Why? Cheat has a negative connotation attached to it. Think about it. When you hear the word cheat, do you think of anything positive? Most likely not! Words like guilt and shame probably come to mind. So why connect food to those feelings?
Instead, shift your thinking. Approach this hiatus from your regular diet as a free day or free meal. Or, maybe it’s just included as another part of your diet.
What effects can a free day have on the body?
Occasionally mixing in a day off has shown to help dieters stay on track. However, it can also set you back if done incorrectly.
Overeating = lower levels of activity
Lack of movement, especially on your off days, could put you at risk of gaining weight and damage your health overall. Therefore, if possible, plan to take your hiatus on days when you can increase physical activity.
Those who use food as a coping mechanism or have an all-or-nothing mindset are often susceptible to binge eating. Binge eating is defined as eating a large amount of food in a short amount of time and having no control over what or how much you are eating.
When it comes to taking a day or even a meal off from your diet, some strategies can prevent you from overeating:
Understanding your body. Think about why you desire certain foods over others. Can you identify any triggers for overindulging? Pinpoint how much you need to eat vs how much you are actually eating.
Follow your hunger and satisfied cues. Try not to have the mindset that you can eat as much as you want because it's your free day.

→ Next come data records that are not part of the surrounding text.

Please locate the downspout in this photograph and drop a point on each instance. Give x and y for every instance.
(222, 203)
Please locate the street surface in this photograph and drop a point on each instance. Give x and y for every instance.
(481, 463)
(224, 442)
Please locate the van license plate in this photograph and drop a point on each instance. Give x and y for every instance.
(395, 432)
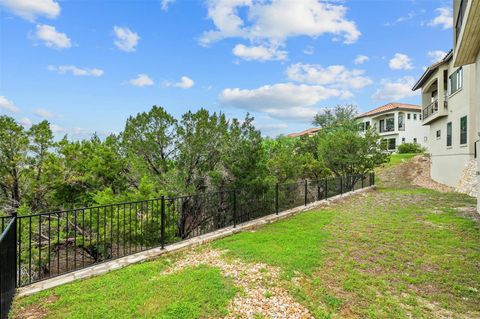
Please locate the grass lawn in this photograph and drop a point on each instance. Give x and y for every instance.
(395, 253)
(396, 159)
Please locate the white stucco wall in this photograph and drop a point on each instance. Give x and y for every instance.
(449, 163)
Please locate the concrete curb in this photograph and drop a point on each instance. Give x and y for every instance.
(105, 267)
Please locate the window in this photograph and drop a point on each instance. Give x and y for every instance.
(449, 134)
(391, 144)
(401, 127)
(463, 130)
(390, 124)
(456, 80)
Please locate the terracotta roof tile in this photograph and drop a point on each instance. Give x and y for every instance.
(389, 107)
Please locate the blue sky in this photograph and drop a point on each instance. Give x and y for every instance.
(86, 66)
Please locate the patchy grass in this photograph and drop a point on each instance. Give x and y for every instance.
(396, 159)
(395, 253)
(291, 244)
(138, 291)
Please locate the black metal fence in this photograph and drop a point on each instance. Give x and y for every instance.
(8, 264)
(55, 243)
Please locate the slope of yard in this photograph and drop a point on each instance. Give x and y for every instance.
(399, 252)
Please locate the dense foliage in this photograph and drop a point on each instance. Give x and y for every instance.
(157, 154)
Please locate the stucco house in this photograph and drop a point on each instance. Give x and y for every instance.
(450, 103)
(397, 123)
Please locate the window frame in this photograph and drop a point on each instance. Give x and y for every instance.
(463, 130)
(449, 134)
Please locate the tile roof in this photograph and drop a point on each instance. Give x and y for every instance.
(309, 131)
(431, 69)
(390, 107)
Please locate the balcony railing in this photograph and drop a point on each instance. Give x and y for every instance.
(386, 129)
(432, 109)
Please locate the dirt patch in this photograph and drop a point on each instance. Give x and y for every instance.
(415, 171)
(36, 310)
(261, 296)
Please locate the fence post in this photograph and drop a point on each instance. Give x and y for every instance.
(276, 198)
(306, 192)
(326, 188)
(234, 208)
(15, 235)
(162, 222)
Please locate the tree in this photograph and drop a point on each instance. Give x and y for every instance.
(345, 152)
(13, 162)
(150, 141)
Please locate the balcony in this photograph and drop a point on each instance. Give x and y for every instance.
(429, 112)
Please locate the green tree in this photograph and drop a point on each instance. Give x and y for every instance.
(13, 162)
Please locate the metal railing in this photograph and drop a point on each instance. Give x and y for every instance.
(8, 265)
(54, 243)
(431, 109)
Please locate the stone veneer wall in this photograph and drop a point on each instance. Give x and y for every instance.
(468, 182)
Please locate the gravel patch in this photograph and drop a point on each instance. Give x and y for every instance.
(260, 297)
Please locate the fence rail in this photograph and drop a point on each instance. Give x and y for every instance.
(54, 243)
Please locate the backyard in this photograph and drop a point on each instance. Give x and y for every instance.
(398, 252)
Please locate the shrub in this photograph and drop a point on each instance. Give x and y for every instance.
(410, 148)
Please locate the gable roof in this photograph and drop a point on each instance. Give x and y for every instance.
(389, 107)
(309, 131)
(430, 70)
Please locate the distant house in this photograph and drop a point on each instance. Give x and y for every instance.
(397, 123)
(307, 132)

Rather, listen to cures from your body to stop eating when your hunger is satiated.
Keeping everything in moderation will help you be consistent and help you stay on track with your health goals.
Experts say binge eating at least once a week for three months might be a sign of a binge eating disorder. If you or a loved one is experiencing symptoms or signs of this disorder, please reach out to your doctor or the National Eating Disorders Association (NEDA).
Bloating or stomach ache
For our bodies to process high-sugar meals, the pancreas creates more insulin, leading to stomach bloating and pain.
Food also takes longer to digest if you're overeating, which could mean those free-day meals will sit in your stomach longer, potentially causing gas and stomach aches.
Tips for making a free day part of your diet
Incorporate the healthy parts
Even if it's your day to eat cheeseburgers, pizza, and french fries, you don't need to throw your whole diet out the window.
Need some ideas on how?
Add in fruits and vegetables
Stick to daily calorie intake
Don't feel pressured
Just because you haven't felt the itch to take a day off from your diet doesn't mean you have to. Don't splurge just to go nuts on your diet.
Mindful eating is paying attention to cues from your body regarding food, from preparing it and eating when you are hungry to stopping when you feel full or satisfied. The concept of mindful eating also encourages slowing down while eating to enjoy and savor your dining experience.
Some research suggests that mindful eating can decrease tendencies of eating based on emotions and indulging in certain foods.
Adopt the 80/20 rule
Many dieticians and nutritionists recommend the 80/20 rule; eating healthy 80% of the time and indulging/satisfying cravings the other 20%.
Take into consideration your health conditions
People with certain health conditions, such as diabetes, high cholesterol, or high blood pressure should always talk to their doctor before changing diet or exercise.
Even minor deviations from your diet can significantly impact your body and potentially have unhealthy effects.
If you want to have free days more frequently than not, it might be time to revisit your current diet. Is it really working for you? Many diets are too strict and unrealistic to sustain long-term.
One of the most important things you can do for your overall well-being is to develop a healthy relationship with food. Never use food to reward, punish or comfort yourself.
Healthily losing weight is a long-term process. Don't dwell or feel guilty about indulging. Instead, remember: everything in moderation.
Always consult with your doctor before making any changes in your diet.